John and I are members (along with Sean Aday, Deen Freelon and Marc Lynch) of a multi-author team which has been doing USIP sponsored work on new technology and the Arab Spring. The USIP has just “published a report”:http://www.usip.org/publications/blogs-and-bullets-ii-new-media-and-conflict-after-the-arab-spring based on our findings, which suggest that Twitter was rather more important as a way of conveying news _out of_ the region and towards an international audience, than as a means of communication within or across the affected countries.
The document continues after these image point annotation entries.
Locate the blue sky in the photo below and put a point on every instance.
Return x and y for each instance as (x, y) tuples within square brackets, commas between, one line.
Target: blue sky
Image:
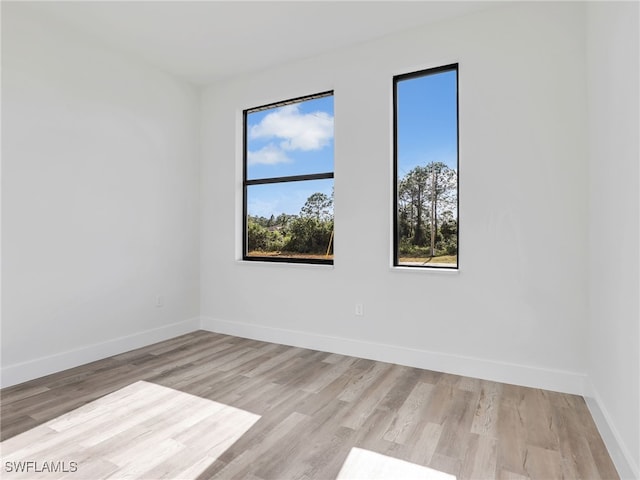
[(298, 139), (291, 140), (427, 124)]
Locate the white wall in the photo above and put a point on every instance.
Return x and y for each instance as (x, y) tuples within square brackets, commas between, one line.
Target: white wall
[(100, 200), (517, 309), (614, 256)]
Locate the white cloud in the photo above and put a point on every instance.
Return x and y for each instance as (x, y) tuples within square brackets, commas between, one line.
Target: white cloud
[(268, 155), (307, 131)]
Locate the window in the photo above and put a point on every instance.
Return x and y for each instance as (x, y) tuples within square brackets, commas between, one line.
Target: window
[(426, 168), (288, 181)]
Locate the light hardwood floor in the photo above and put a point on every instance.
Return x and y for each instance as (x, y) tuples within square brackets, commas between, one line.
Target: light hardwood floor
[(310, 411)]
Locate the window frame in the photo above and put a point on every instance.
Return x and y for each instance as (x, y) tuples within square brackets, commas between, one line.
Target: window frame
[(396, 240), (281, 179)]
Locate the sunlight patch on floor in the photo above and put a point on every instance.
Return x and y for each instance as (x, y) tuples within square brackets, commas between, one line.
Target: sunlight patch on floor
[(367, 465), (143, 430)]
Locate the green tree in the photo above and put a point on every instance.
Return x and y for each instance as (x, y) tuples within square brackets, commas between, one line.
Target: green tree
[(318, 206), (424, 195)]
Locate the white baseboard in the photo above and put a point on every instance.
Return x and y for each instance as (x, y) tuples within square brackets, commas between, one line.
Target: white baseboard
[(620, 454), (22, 372), (556, 380)]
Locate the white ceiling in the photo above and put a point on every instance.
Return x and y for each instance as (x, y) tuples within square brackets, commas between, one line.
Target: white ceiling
[(204, 41)]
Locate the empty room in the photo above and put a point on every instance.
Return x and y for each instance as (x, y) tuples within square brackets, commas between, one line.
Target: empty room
[(320, 240)]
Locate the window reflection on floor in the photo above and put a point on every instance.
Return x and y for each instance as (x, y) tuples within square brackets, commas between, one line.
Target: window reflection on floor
[(364, 464), (143, 430)]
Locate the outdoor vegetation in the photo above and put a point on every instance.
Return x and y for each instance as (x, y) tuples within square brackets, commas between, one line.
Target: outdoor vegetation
[(427, 215), (308, 234)]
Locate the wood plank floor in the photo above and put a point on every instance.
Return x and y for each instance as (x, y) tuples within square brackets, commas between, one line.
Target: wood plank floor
[(317, 409)]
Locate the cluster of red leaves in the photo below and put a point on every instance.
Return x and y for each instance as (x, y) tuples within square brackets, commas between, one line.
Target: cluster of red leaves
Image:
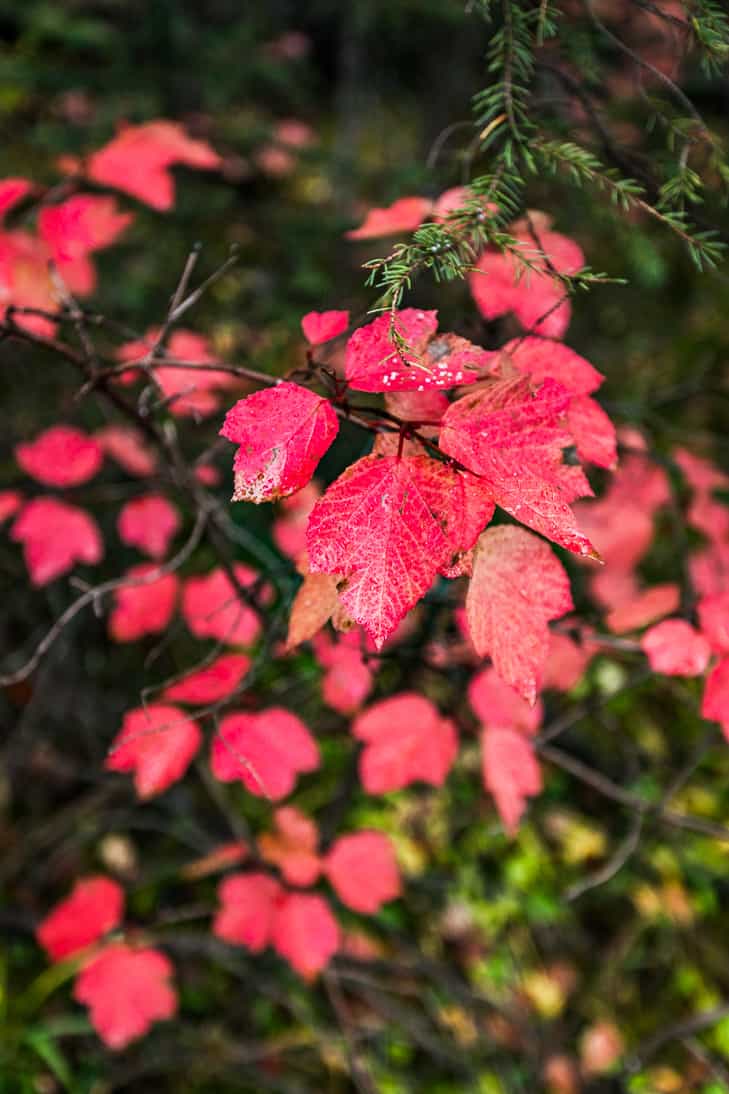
[(126, 986)]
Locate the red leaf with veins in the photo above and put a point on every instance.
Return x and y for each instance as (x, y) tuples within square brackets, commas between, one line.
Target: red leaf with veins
[(55, 537), (62, 456), (362, 871), (715, 703), (305, 933), (126, 990), (675, 649), (499, 707), (320, 327), (138, 159), (158, 743), (402, 216), (545, 359), (518, 585), (292, 847), (375, 362), (149, 523), (145, 608), (513, 440), (405, 741), (215, 682), (249, 904), (282, 433), (93, 907), (511, 774), (212, 608), (266, 752), (388, 526)]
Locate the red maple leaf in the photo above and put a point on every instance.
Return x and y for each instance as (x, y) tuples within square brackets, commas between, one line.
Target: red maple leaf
[(217, 681), (55, 537), (265, 751), (292, 847), (405, 741), (513, 439), (93, 907), (305, 933), (320, 327), (402, 216), (386, 525), (149, 523), (362, 870), (212, 608), (158, 743), (518, 585), (510, 772), (126, 990), (714, 620), (675, 649), (247, 907), (138, 159), (347, 677), (499, 707), (143, 608), (74, 229), (644, 607), (417, 360), (281, 432), (62, 456)]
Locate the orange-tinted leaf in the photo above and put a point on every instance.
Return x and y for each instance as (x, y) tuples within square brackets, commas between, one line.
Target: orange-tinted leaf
[(281, 432), (292, 847), (513, 440), (312, 607)]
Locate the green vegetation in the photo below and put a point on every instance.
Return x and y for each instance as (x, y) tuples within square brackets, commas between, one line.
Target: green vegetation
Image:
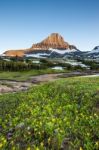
[(64, 113)]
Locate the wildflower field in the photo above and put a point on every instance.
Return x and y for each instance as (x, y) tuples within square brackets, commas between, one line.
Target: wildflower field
[(63, 114)]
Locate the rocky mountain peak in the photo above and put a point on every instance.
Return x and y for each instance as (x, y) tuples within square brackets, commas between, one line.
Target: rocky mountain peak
[(54, 40)]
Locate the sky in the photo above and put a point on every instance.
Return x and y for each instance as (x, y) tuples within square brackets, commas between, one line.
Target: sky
[(24, 22)]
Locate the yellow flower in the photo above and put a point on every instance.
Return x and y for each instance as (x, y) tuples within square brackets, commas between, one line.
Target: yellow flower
[(81, 148)]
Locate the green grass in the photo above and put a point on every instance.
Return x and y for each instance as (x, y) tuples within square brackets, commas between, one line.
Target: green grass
[(25, 75), (66, 110)]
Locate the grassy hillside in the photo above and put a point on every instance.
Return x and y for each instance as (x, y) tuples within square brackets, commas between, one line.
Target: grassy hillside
[(62, 114)]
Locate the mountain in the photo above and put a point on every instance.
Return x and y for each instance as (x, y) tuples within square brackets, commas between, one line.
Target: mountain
[(94, 54), (13, 53), (53, 46)]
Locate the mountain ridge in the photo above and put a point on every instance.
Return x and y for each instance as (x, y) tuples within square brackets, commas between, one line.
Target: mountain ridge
[(53, 41)]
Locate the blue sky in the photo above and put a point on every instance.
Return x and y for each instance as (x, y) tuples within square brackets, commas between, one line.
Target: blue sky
[(24, 22)]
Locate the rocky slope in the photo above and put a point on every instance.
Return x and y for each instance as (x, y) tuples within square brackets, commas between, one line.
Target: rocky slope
[(54, 41)]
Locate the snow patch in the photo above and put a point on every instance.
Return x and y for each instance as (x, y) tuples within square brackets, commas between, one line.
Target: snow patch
[(62, 51)]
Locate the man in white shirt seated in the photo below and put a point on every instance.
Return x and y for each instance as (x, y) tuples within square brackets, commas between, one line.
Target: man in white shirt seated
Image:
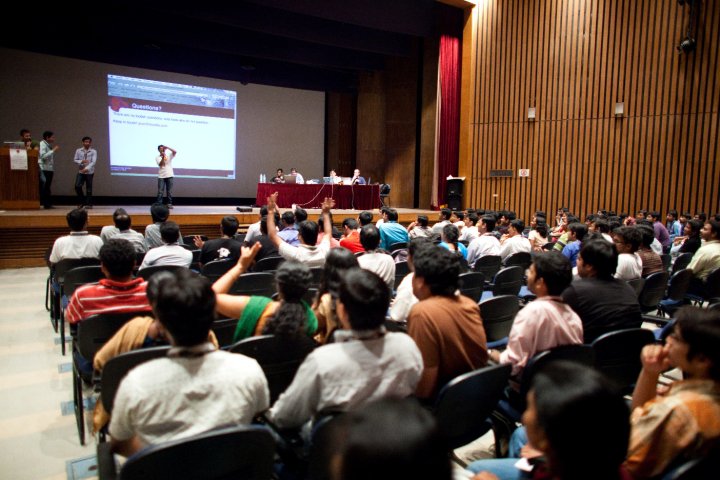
[(364, 364), (79, 244), (170, 252), (486, 243), (195, 388), (514, 242)]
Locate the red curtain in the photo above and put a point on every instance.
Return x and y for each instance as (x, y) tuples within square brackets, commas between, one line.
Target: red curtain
[(450, 64)]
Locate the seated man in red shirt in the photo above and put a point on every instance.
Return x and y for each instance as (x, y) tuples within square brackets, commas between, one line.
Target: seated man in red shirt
[(117, 292)]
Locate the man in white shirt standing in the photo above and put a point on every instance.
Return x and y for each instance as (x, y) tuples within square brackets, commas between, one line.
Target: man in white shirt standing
[(165, 174), (85, 157)]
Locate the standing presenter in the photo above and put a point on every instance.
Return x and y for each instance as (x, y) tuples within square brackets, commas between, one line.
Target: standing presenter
[(165, 174)]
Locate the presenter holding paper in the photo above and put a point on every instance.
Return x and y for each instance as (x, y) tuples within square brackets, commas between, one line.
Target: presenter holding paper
[(165, 174)]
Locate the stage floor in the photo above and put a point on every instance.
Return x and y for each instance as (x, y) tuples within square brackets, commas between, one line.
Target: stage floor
[(25, 235)]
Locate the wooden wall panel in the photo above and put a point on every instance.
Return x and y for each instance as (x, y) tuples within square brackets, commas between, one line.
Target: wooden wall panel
[(573, 60)]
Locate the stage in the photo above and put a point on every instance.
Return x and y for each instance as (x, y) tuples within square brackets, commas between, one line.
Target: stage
[(26, 235)]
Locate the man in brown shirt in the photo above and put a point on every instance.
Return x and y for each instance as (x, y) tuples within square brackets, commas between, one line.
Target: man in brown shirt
[(446, 326)]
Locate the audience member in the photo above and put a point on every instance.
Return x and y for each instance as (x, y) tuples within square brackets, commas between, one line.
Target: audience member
[(445, 325), (79, 244), (195, 388), (365, 363), (603, 302)]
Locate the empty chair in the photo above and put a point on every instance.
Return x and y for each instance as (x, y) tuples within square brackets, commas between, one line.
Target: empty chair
[(261, 284), (278, 355), (472, 285), (245, 451), (617, 355), (497, 315)]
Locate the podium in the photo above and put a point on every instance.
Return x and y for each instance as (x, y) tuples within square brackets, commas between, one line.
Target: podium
[(454, 192), (19, 189)]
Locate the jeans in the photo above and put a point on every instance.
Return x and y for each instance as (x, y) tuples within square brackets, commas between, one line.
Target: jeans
[(167, 183), (85, 178)]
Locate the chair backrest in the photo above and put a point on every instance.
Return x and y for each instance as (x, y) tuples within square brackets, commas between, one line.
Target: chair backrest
[(617, 354), (401, 270), (224, 330), (267, 264), (465, 403), (682, 261), (117, 367), (278, 356), (79, 276), (261, 283), (488, 265), (653, 291), (519, 259), (679, 284), (94, 331), (245, 451), (508, 281), (217, 268), (498, 314), (148, 272), (472, 284)]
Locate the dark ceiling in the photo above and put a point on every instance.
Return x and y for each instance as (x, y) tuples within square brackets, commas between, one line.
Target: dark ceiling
[(311, 44)]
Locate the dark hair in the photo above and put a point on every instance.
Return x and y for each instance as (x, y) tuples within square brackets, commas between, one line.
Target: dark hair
[(411, 447), (293, 279), (308, 232), (185, 306), (439, 268), (365, 218), (169, 232), (159, 212), (369, 237), (555, 269), (77, 219), (229, 225), (629, 235), (366, 298), (585, 420), (118, 257), (700, 329), (602, 256)]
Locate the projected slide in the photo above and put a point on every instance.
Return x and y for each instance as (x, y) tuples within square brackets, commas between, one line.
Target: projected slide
[(196, 121)]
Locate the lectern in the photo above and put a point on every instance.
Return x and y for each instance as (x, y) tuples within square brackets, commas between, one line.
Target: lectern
[(19, 189)]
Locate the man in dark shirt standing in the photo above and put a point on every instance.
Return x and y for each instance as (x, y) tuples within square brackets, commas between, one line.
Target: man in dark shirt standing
[(603, 303)]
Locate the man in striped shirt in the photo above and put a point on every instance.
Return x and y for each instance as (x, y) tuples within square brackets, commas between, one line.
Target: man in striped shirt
[(117, 292)]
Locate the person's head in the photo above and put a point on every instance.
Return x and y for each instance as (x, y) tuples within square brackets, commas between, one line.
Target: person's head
[(710, 231), (369, 237), (577, 417), (411, 445), (597, 258), (365, 218), (577, 231), (437, 272), (337, 263), (117, 259), (288, 218), (159, 212), (627, 239), (169, 232), (290, 318), (308, 232), (549, 274), (694, 345), (487, 223), (363, 301), (229, 226), (77, 219), (185, 307)]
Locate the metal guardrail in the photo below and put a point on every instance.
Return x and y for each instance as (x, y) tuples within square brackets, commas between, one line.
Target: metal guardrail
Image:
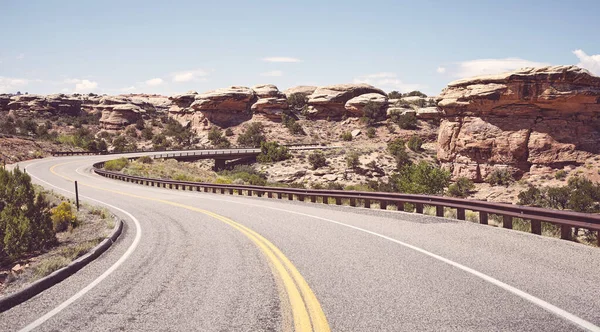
[(567, 220), (98, 153)]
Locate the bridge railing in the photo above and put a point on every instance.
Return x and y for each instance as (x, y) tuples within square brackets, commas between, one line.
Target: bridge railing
[(94, 153), (566, 220)]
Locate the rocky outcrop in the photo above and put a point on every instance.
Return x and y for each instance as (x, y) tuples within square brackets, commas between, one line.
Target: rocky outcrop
[(526, 119), (116, 115), (330, 101), (271, 103), (305, 90), (355, 105), (225, 107)]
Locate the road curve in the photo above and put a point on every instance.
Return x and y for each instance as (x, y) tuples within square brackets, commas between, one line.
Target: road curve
[(209, 262)]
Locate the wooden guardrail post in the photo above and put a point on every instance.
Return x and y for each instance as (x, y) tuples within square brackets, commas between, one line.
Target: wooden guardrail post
[(507, 222), (439, 210), (419, 208), (483, 218)]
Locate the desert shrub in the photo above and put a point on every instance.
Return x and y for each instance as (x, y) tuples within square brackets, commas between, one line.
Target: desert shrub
[(297, 101), (394, 95), (500, 177), (346, 136), (405, 121), (317, 160), (252, 135), (147, 133), (560, 175), (415, 143), (119, 144), (25, 223), (63, 217), (371, 132), (372, 113), (131, 132), (531, 196), (140, 124), (421, 178), (160, 142), (216, 138), (397, 148), (116, 164), (461, 188), (145, 160), (272, 152), (352, 160)]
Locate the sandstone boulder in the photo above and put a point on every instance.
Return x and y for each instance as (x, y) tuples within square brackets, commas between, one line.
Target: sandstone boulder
[(225, 107), (356, 104), (529, 118), (330, 101)]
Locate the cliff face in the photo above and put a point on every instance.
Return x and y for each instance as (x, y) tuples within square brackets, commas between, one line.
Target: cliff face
[(524, 120)]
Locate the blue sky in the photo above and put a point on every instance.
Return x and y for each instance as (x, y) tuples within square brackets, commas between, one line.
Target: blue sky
[(170, 47)]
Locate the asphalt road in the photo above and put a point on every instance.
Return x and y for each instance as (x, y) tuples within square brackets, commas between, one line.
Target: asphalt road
[(190, 261)]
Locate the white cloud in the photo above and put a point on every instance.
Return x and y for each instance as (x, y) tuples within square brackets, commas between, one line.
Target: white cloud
[(154, 81), (492, 66), (388, 81), (281, 59), (9, 85), (128, 89), (190, 75), (589, 62), (273, 73)]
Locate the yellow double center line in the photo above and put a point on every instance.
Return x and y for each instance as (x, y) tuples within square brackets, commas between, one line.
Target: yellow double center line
[(306, 309)]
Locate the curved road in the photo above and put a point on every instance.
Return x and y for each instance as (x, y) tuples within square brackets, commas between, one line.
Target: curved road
[(208, 262)]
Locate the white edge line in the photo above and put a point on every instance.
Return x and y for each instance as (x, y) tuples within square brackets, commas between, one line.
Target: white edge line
[(535, 300), (100, 278)]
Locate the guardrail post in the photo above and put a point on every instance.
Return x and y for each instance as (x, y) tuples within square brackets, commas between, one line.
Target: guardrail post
[(439, 211), (565, 232), (419, 208), (507, 222), (400, 206), (483, 218)]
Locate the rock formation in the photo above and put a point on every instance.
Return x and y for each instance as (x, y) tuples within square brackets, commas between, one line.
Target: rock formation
[(330, 101), (526, 120)]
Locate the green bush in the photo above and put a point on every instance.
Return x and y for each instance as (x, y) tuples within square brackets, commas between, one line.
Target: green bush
[(415, 143), (500, 177), (25, 223), (352, 160), (116, 164), (371, 132), (252, 135), (421, 178), (461, 188), (397, 148), (216, 138), (317, 160), (561, 174), (145, 160), (373, 113), (346, 136), (272, 152), (63, 217)]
bq. If the audience is primarily local, then information consumption is more likely to play a significant role in mobilizing protest or affecting dynamics on the ground. If the audience is regional or even global, then new media is arguably functioning as a megaphone, generating external attention from citizens, news media, and governments outside of the country. The mechanism by which it achieves this function might be called bridging. Bridging is particularly valuable when traditional news sources are unavailable or regulated by the government, or when violence or repression makes it difficult for mainstream media to directly cover an unfolding story. For example, the Tunisian government tightly controlled themainstream Tunisian media, making information available online all the more valuable. But in more open polities, which tolerate a higher degree of press freedom within their authoritarian
structure, the Internet would become only one part of a complex media ecosystem. New media and user-generated content may also have mattered disproportionately in relatively distant cases such as Yemen, where few mainstream media had bureaus, or Syria, where first extreme repression and then extreme violence made it difficult for foreign journalists to operate.

bq. The location-specific patterns in the bit.ly data examined thus far—temporary spikes in clicks that correspond to widely publicized events—suggest that bit.ly traffic largely consists of consumers outside of the countries where the protests took place. That is, it would appear that bit.ly, in part via Twitter, was functioning like a megaphone. For each protest event, we divided those who clicked on bit.ly links into three categories—those located within the country, those located outside of the country but still in the MENA region, and those located outside of the MENA region—and calculated the proportions of clicks from each category (figure 2).

bq. During all four of the protest events, the majority—and at times the vast majority—of clicks came from outside the country. Only in the case of Bahrain did a large percentage of clicks (37 percent) come from within the region. This is not a surprise, given that Internet penetration is much greater in many countries outside of the region than within the region. But the lack of surprise does not make the pattern any less important.